Another major challenge with high-resolution methods is the difficulty of computing accurate potentials for atomic-detail protein modeling in solvent; with electrostatic and solvation terms being among the most difficult terms to accurately model. Full treatment of the free energy of a protein conformation (with correct treatment of dielectric screening) is not a problem with an efficient solution and the computational cost of full treatment of electrostatic free energy (by solving the Poisson-Boltzmann or linearized Poisson-Boltzmann equations for large numbers of conformations) is high. In spite of these difficulties several studies have shown that refinement of de novo structures with atomic-detail potentials can increase our ability to select and or generate near native structures. These methods can correctly select near native conformations from these ensembles and improve near native structures, but still rely heavily on the initial low-resolution search to produce an ensemble containing good starting structures (HPF2 like methods rely on initial search with HPF1 like methods) (Lee et al. 2001; Misura and Baker 2005; Tsai et al. 2003). Some recent examples of high res predictions are quite encouraging, and an emerging consensus in the field is that higher resolution de novo structure prediction (structure predictions with atomic detail representations of side chains) will begin to work if sampling is dramatically increased (thus the grid!). The solvation score is depicted in one of the three score panels in the HPF2 client.

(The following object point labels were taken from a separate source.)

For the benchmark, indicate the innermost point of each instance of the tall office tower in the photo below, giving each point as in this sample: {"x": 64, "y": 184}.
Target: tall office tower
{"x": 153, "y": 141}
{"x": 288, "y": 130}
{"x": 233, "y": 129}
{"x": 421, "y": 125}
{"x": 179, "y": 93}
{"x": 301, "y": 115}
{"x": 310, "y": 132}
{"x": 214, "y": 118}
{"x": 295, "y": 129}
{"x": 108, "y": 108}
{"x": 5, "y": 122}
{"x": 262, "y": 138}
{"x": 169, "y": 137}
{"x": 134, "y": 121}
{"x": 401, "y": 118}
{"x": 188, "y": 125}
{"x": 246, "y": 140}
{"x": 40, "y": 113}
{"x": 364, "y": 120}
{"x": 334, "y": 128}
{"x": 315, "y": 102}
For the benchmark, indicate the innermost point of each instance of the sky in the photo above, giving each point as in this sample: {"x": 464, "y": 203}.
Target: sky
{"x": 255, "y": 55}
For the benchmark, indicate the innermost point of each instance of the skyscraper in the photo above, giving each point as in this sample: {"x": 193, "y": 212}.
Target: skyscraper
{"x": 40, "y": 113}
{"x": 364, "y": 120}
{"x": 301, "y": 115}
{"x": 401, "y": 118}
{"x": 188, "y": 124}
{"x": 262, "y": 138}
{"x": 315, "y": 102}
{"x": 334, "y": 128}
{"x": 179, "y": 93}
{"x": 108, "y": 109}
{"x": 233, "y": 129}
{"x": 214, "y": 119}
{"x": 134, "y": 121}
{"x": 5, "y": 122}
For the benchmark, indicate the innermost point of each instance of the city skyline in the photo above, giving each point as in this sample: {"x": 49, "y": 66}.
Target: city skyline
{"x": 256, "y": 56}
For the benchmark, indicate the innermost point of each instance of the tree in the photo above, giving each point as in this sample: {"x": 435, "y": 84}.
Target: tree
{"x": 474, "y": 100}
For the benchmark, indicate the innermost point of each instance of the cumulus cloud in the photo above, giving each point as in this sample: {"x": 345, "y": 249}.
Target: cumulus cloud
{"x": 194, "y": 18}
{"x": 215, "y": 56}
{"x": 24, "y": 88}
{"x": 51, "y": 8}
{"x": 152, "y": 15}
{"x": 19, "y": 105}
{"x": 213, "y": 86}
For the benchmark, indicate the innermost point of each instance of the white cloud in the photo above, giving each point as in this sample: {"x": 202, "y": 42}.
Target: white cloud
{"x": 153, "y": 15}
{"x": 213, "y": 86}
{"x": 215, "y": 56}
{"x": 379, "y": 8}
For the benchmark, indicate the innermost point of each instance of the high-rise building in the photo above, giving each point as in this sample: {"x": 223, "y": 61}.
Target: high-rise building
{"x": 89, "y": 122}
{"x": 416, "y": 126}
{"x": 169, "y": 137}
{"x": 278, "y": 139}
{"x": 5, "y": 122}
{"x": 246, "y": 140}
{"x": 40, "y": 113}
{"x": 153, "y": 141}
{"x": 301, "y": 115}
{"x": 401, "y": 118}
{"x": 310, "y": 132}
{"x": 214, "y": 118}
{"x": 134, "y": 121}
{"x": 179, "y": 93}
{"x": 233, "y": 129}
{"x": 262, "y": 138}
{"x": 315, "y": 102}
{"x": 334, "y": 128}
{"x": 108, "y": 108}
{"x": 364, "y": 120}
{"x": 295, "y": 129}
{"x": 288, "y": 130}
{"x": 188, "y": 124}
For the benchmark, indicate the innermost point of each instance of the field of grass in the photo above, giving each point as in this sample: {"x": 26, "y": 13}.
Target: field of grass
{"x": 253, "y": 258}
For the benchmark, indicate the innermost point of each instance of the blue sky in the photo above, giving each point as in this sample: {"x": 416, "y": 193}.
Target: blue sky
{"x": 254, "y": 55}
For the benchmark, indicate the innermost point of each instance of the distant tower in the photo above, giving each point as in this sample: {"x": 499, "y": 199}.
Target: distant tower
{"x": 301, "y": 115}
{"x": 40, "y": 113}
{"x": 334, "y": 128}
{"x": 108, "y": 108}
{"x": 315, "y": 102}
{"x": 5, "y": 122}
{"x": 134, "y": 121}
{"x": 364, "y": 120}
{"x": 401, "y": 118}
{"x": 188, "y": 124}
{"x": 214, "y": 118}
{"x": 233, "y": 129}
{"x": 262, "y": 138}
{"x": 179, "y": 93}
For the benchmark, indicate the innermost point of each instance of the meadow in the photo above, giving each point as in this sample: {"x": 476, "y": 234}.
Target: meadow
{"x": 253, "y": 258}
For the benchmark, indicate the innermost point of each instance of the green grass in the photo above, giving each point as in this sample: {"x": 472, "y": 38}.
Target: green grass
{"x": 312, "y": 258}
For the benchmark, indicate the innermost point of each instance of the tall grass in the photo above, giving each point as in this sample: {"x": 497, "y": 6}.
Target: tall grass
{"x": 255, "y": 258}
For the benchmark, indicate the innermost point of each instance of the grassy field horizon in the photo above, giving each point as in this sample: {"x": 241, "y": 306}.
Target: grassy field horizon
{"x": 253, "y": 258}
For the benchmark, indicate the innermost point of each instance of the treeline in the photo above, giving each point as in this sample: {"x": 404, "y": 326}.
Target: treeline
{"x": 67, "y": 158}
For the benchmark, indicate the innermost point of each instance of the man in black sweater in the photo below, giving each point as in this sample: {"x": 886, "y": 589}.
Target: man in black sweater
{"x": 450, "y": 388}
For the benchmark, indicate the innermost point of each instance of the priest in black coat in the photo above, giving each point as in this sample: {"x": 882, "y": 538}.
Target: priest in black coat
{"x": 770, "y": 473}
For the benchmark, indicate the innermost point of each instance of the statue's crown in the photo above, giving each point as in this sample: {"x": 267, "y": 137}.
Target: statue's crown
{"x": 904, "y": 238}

HPF1 vs. HPF2: Res-res pair score

The pair score in HPF2 is like the pair score in HPF1, but HPF2-pair score takes the position of Rotamers (a way of efficiently representing all side chain atoms) instead of centroid positions (representing the amino acid as a blurred out single point). So think of the HPF2 pair score as a all-atom version of the HPF1 pair score (appropriately re parameterized, of course).



Higher resolution is important for other methods as well

Progress in high-resolution structure prediction will invariably be carried out in parallel with methods including but not limited to: predicting protein-protein interactions, designing proteins and distilling structures from partially assigned experimental data sets. Indeed many of the scoring and search strategies that high-resolution de novo structure refinement methods employ were initially developed in the context of homology modeling and protein design (Kuhlman et al. 2002) (Rohl 2004a). The Rosetta commons is currently developing Rosetta for all these methods and more. The part of Rosetta we use for HPF2 is less than half the code.